Hitchens’s book reviews are difficult for me to assess because I had not read a single one of the books (although I had read the authors) except Brave New World, which I read about 1970. I thought it was curious that most of the literature he reviews was written before the 1960s. Those reviews are included in the section called “Love,” so I suppose they are some of his favorite classic authors, but his selections made me wonder how he picked the essays to include in this book (if he did). I loved his review of a book by some academic that compared Bob Dylan’s songs to religious poetry by counting how many words the pieces had in common. His comments on this methodology are hilarious.

His portrait of Churchill was startling and shocking to me, as it was almost entirely negative. But then I started wondering about why it is included in the section called “Love” along with essays about Kipling, Kingsley Amis, and Orwell. I decided that he is fascinated by people of contradictions, although certainly he does not appreciate hypocrites.

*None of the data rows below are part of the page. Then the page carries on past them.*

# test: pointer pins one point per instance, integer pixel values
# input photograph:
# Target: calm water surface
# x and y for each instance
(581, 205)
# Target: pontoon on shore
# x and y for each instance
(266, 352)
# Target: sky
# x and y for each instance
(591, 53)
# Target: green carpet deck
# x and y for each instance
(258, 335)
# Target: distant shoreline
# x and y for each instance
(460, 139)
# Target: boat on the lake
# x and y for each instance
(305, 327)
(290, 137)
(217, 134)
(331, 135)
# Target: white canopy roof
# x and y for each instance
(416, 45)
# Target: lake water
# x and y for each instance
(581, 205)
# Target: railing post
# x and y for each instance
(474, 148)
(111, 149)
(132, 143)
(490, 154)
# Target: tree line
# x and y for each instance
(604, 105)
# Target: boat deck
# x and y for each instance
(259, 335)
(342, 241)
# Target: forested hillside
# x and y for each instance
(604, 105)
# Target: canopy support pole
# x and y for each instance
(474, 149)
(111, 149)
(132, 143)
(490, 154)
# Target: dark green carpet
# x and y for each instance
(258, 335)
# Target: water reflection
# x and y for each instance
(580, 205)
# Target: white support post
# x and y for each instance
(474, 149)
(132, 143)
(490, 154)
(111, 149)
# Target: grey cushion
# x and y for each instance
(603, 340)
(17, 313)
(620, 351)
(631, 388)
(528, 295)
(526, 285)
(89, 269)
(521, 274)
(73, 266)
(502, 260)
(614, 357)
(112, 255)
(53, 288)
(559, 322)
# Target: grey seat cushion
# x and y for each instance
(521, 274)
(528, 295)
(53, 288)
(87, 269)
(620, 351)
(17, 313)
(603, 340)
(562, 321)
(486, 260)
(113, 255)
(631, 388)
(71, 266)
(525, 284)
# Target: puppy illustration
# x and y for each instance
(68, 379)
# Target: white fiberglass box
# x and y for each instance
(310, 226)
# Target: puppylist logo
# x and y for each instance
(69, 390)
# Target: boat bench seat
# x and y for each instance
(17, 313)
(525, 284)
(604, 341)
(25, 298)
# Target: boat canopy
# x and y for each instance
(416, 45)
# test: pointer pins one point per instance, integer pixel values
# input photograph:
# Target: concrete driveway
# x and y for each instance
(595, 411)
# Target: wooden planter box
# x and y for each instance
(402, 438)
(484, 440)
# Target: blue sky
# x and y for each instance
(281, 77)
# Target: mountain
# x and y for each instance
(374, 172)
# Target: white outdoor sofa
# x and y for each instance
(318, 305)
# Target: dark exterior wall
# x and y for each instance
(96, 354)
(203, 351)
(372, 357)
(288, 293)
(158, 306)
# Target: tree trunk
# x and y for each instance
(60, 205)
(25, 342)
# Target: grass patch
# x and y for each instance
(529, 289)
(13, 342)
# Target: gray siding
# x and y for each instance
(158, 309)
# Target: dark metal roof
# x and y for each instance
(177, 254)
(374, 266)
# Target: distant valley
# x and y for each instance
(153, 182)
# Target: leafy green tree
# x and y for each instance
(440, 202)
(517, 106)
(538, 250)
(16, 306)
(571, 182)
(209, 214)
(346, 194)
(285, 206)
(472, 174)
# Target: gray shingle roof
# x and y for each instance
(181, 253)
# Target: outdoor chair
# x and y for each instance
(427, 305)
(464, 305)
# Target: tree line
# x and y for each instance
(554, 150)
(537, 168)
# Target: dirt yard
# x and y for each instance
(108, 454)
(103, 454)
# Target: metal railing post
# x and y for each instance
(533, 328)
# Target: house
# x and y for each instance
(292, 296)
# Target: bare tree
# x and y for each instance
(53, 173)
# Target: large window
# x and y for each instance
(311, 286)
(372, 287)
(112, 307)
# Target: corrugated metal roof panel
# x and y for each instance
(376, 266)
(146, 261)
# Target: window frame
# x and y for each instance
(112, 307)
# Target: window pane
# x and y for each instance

I regret to say that I am not familiar enough with the details of events he discusses under “War.” For example, he repeatedly brings up the U.S. bombing of a Sudanese chemical plant, which I don’t recollect at all. He has been criticized for a shift from leftist to rightist politics because of his opinions about the U.S. handling (or lack thereof) of Salman Rushdie’s situation when he was under fatwa and then his reaction to 9/11 and the attacks following. I noticed that between essays he certainly shifted his position on the Sudanese bombing, maintaining at first that the factory produced aspirin and later that there were strong indications that it was used to produce WMD.

I didn’t see this as a political shift as much as the result of his knowledge of the situations in Iraq and Afghanistan and an honest abhorrence of some of the left-wing apologists after 9/11. Unfortunately, it seems that some of his optimism about the interventions in Iraq and Afghanistan was a bit premature.

Hitchens is sharp and witty. I laughed out loud frequently even if I didn’t agree with him. However, if you are not very familiar with the events he discusses, he is sometimes hard to follow. And since these are essays, he does not cite his sources. Sometimes he states things as facts that make me wonder where he got his information.